Trace object allocation flag proposal

Xiaobin Lu jacklusf at
Wed Dec 15 10:24:40 PST 2010

One of the problems JVMTI has is that once it is enabled, it will fire all
kinds of events which will cause even more overheads. Correct me if I am
wrong here.

DTrace provides obj-alloc probes which is exactly what many people like to
have on Linux. And that is exactly what I am proposing here.

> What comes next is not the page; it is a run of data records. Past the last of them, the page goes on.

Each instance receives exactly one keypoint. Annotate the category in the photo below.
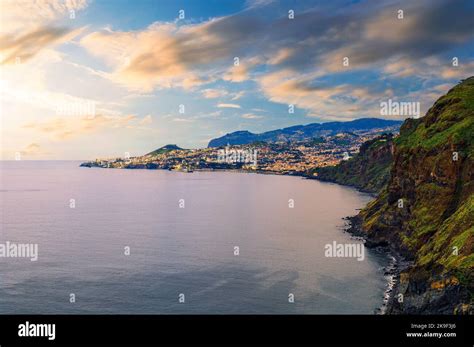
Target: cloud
(68, 127)
(22, 15)
(146, 120)
(27, 27)
(31, 150)
(311, 47)
(228, 105)
(251, 116)
(22, 48)
(214, 93)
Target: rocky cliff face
(426, 210)
(368, 171)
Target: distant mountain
(369, 170)
(306, 132)
(164, 149)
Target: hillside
(307, 132)
(432, 176)
(368, 171)
(164, 149)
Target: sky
(81, 79)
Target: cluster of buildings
(294, 158)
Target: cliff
(426, 210)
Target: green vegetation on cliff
(426, 210)
(369, 170)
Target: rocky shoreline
(392, 271)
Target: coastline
(391, 271)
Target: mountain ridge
(304, 132)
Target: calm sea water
(179, 250)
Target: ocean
(113, 241)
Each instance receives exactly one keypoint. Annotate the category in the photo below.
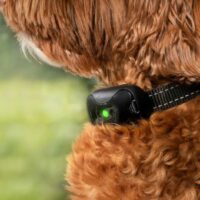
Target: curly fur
(142, 42)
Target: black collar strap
(129, 103)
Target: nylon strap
(169, 96)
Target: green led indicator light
(105, 113)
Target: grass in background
(42, 110)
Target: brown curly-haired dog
(141, 42)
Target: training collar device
(128, 103)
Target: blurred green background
(42, 111)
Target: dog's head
(142, 42)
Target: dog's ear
(196, 6)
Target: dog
(147, 43)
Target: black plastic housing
(126, 103)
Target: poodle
(145, 43)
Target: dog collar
(129, 103)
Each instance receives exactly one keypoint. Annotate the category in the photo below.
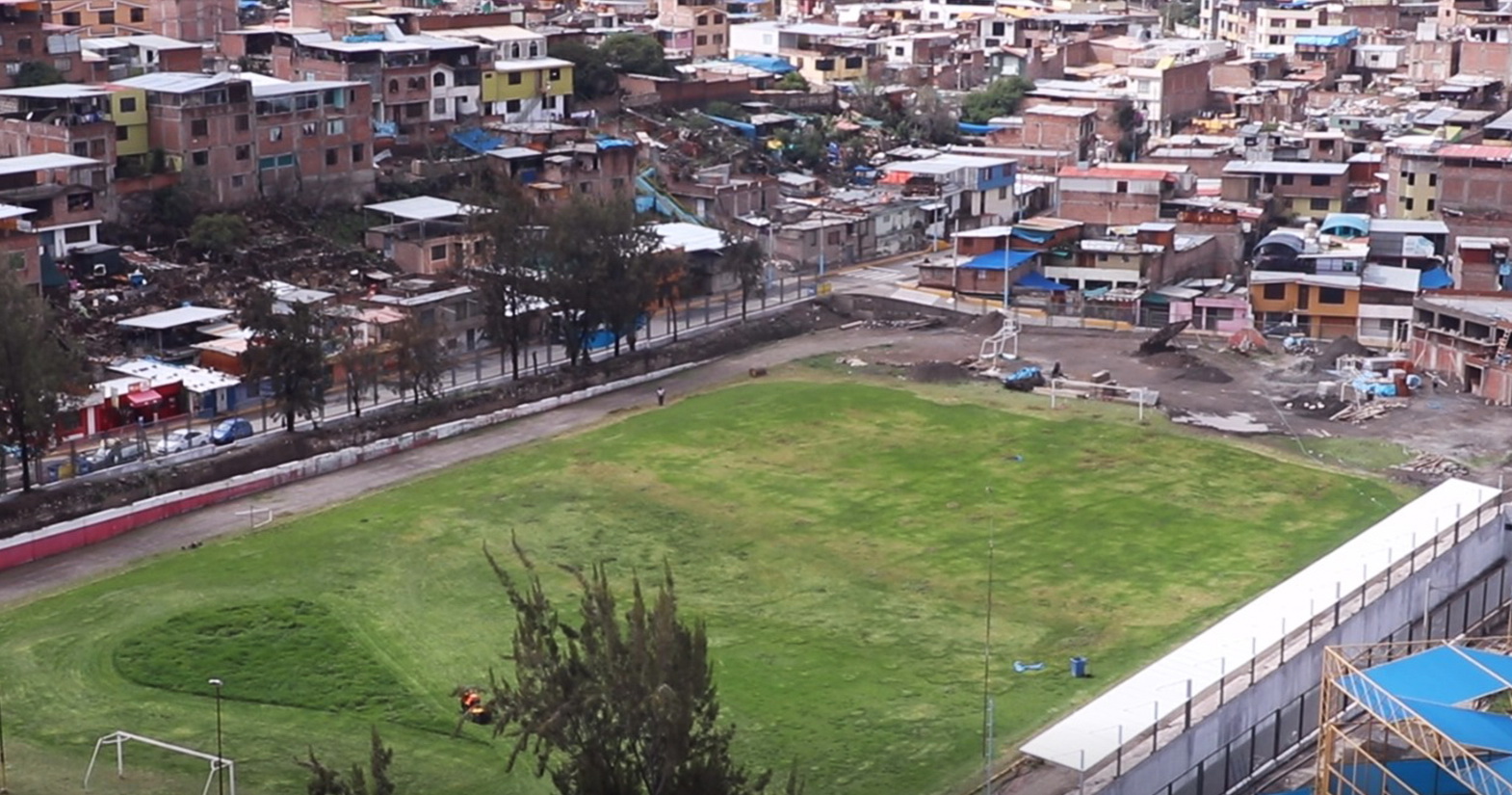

On Wed, Dec 15, 2010 at 10:06 AM, Y. S. Ramakrishna <
y.s.ramakrishna at> wrote:

> Doesn't JVMTI already provide hooks (BCI?) for tracing allocation?
> Perhaps that's found to be too obtrusive? Don't Java IDE's
> use JVMTI to already deliver this kind of info to developers?
> Pardon my naivette re JVMTI capabilities in this regard.
> -- ramki
> (java-serviceability-tools-illiterate)
> On 12/15/10 10:00, Xiaobin Lu wrote:
>> Thanks for your feedback, David.
>> Let me try to clarify with some more background information.
>> One of the problems many application has is the object allocation problem
>> (Duh ...). Over releases, GC becomes more and more frequent. It is pretty
>> hard for one single team to find out where the problem goes wrong. The
>> existing tool such as jhat or jmap is very hard to work with giant heap dump
>> file. So the flag I propose is mostly for diagnostic purpose, it won't be
>> enabled by default in production. Having said so, if we make it as a
>> manageable flag, we can turn it on when GC goes wild.
>> Another value this flag could provide is to find out why sometime OOM
>> occurs. For example, someone who wrote a search application on top of Lucene
>> framework suddenly found a crash due to OOM. The stack trace points to
>> Lucene code which is hard to instrument, so this flag could provide insight
>> to why the allocation fails. Maybe it is due to a corrupted length value
>> passed to "new byte[length];" etc.
>> I like your idea on per-thread basis, however, for a lot of web
>> application, thread comes and go. It is pretty hard to pin point on which
>> thread I want to trace the object allocation.
>> To answer your last question, what I am really interested in finding out
>> is what type of object allocation makes GC happens more frequent. Randomly
>> taking snapshot of heap using jmap is absolutely not an idea way to do so
>> since not only it generates a giant file which is difficult to work with,
>> also it will pause the application and cause negative impact to the
>> application throughput. After I get the type of hot allocation, if it
>> happens to be an application level object type such as
>>, I can instrument the constructor to dump the
>> caller stack. People here also suggests it would be nice if we could dump
>> the allocation stack trace for some particular hot types.
>> I could propose the diff for your folks to review.
>> Thanks,
>> -Xiaobin
>> On Tue, Dec 14, 2010 at 11:58 PM, David Holmes <David.Holmes at<mailto:
>> David.Holmes at>> wrote:
>>    Hi Xiaobin,
>>    The problem with tracing like this is that to be useful the tracing
>>    must be unobtrusive and be able to handle getting called millions of
>>    times (which is what will happen in those GC scenarios you
>>    describe). The sheer volume of data generated as you suggest below
>>    would overwhelm the app and be pretty hard to work with.
>>    Per-thread statistics of particular types (or of objects larger than
>>    a certain size) might be more useful, with a dump able to be
>>    requested on-demand.
>>    But I think you'd need to be able to combine this with heap dump
>>    info to be useful.
>>    It really depends on exactly what info you want to be able to
>>    deduce: simple number of objects of given types, hot allocation
>>    sites, hot threads, ...
>>    Cheers,
>>    David
>>    Xiaobin Lu said the following on 12/15/10 17:07:
>>        Hi folks,
>>        I would like to propose a way to trace object allocation on
>>        Linux. On Solaris, we have DTrace which is pretty nice. But on
>>        Linux, it is almost impossible to do so. Correct me if I am
>>        wrong here.
>>        So I am thinking to add a manageable VM flag and let's call it
>>        TraceObjectAllocation. When enabled, we can output something like:
>>        thread id: 10     class name: java/lang/reflect/Method
>>        size: 80 bytes
>>        thread id: 10     class name: [Ljava/lang/Class;
>>         size: 16 bytes
>>        thread id: 10     class name: [C
>>                                size: 56 bytes
>>        thread id: 10     class name: java/lang/reflect/Method
>>       size: 80 bytes
>>        thread id: 10     class name: [Ljava/lang/Class;
>>        size: 16 bytes
>>        As you could imagine, this could be very useful to keep track of
>>        object allocation behavior in the app. Some smart tool can take
>>        advantage of this to print a histogram (like top 10 hot
>>        allocations) of object allocation. I would like to know your
>>        thoughts and suggestions on this.
>>        I have a detailed proposal on this attached in PDF file.